Beide Extrempositionen konsequent gedacht verlangen nach Gewalt, um die Gesellschaft in Formen zu zwingen, die NICHT den Wünschen der meisten Menschen entsprechen.

Bei genauerer Betrachtung stellt man allerdings fest, dass sogar die Vertreter dieser Extrempositionen diese gar nicht wirklich vertreten, denn sie klammern sich selbst dabei immer aus: Der Gesellschaftsfeind a la Thatcher braucht die hohe Produktivität der Gesellschaft der Anderen, um sie aussaugen zu können, der kommunistische Anti-Individualist betrachtet sich selbst als individuell überlegen, woraus er das Recht ableitet, sich über die Anderen zu stellen, die doch eigentlich gleich, gleichwertig und austauschbar sein sollten.

Das faschistische Mycel

So verschieden diese extremen Formen auch erscheinen mögen, gleichen sie sich doch in der Bereitschaft ihrer Anhänger, andere Menschen der eigenen Ideologie zu opfern und sie zu entmenschlichen: wer nicht zur eigenen Ideologie passt, verliert seine Menschenrechte und seine Würde. Ausgedrückt wird das beispielsweise durch eine nachhaltig entmenschlichende Sprache, die z.B. Juden ‚feige‘, ‚Parasiten‘ oder ‚Schmarotzer‘ nennt, Mütter zu ‚Brutmaschinen‘ macht, Väter als ‚Samengeber‘, Männer allgemein als ‚Trash‘ oder Männlichkeit als ‚toxisch‘ bezeichnet, um nur ein paar Beispiele zu nennen. Der Trick dabei ist, durch wiederholendes Nennen solcher Begriffe zusammen mit der Zielgruppe, ein negatives Framing zu erzeugen, das nach einiger Zeit automatisch zu Ablehnung und Abwertung führt, ohne dass die Ursachen noch bewusst wären.

Möglich wird diese Entmenschlichung durch Empathilosigkeit (wobei es selbstverständlich auch hier kein simples Schwarz/Weiß gibt; jemand kann auch wenig oder kaum Empathie zeigen, ohne vollkommen empathielos zu sein) und daraus resultierend – wenngleich oft nur implizit – der Möglichkeit zur Unterscheidung in wertes und unwertes Leben.
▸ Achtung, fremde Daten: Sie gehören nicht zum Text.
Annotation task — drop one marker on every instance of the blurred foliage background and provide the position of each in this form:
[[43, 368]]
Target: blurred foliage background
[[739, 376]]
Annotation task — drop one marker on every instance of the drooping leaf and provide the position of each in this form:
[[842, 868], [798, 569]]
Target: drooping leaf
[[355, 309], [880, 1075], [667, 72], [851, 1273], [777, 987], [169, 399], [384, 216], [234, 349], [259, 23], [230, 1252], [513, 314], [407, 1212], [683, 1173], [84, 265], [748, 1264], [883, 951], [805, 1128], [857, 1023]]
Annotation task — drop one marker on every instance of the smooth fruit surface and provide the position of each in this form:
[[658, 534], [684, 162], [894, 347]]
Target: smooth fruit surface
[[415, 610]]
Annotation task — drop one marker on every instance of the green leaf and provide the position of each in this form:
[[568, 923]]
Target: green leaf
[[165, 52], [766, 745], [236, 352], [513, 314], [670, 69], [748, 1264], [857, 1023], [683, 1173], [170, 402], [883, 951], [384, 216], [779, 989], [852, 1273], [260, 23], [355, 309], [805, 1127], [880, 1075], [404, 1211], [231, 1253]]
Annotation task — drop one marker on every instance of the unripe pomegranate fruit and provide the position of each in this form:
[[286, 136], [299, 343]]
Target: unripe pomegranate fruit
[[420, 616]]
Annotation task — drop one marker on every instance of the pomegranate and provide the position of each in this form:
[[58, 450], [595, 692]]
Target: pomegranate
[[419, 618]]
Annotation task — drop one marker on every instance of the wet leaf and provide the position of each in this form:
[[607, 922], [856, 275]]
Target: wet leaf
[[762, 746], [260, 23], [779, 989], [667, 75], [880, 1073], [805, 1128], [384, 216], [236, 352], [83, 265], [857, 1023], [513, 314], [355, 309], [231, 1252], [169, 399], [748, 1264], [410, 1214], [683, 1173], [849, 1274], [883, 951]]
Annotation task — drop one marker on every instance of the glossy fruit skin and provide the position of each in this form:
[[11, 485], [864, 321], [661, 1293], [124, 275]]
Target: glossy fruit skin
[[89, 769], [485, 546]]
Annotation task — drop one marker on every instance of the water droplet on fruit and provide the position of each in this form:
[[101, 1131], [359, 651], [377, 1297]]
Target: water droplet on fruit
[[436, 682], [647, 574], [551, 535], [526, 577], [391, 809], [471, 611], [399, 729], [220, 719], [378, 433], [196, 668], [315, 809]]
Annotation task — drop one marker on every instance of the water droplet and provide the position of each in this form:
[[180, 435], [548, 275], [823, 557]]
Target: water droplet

Beide Extreme haben damit eine gemeinsame Basis, die ich das faschistische Mycel nenne. Die bekannteste Frucht die dieses Mycel hervorbringt, ist vielleicht der klassische Faschismus, aber in Abhängigkeit von den Umständen bringt dieses Mycel auch verschiedenste andere ‚giftige Pilze‘ hervor, wie z.B. die Ausrottung von Ureinwohner aller Art, Stalinismus, Sklaverei und Rassismus. Früchten dieses faschistischen Mycels gemeinsam ist die Einteilung der Menschen in wertlose und wertvolle Gruppen, wobei die eigene Gruppe die ‚gute‘, die fremde dagegen minderwertig ist.

So ein Mycel kann lange im Verborgenen lauern, denn es braucht bestimmte Bedingungen um auszutreiben; so lange lauert es fast unerkannt im Untergrund und wartet auf die richtigen Bedingungen um ans Tageslicht zu kommen. Dann durchbricht es die harmlos erscheinende Oberfläche, beginnt auszutreiben und Schrecken zu verbreiten.

Darum ist es wichtig, immer die Augen offen zu halten und auf die Anzeichen zu achten, die das faschistische Mycel ausmachen: Empathilosigkeit und entmenschlichende Sprache.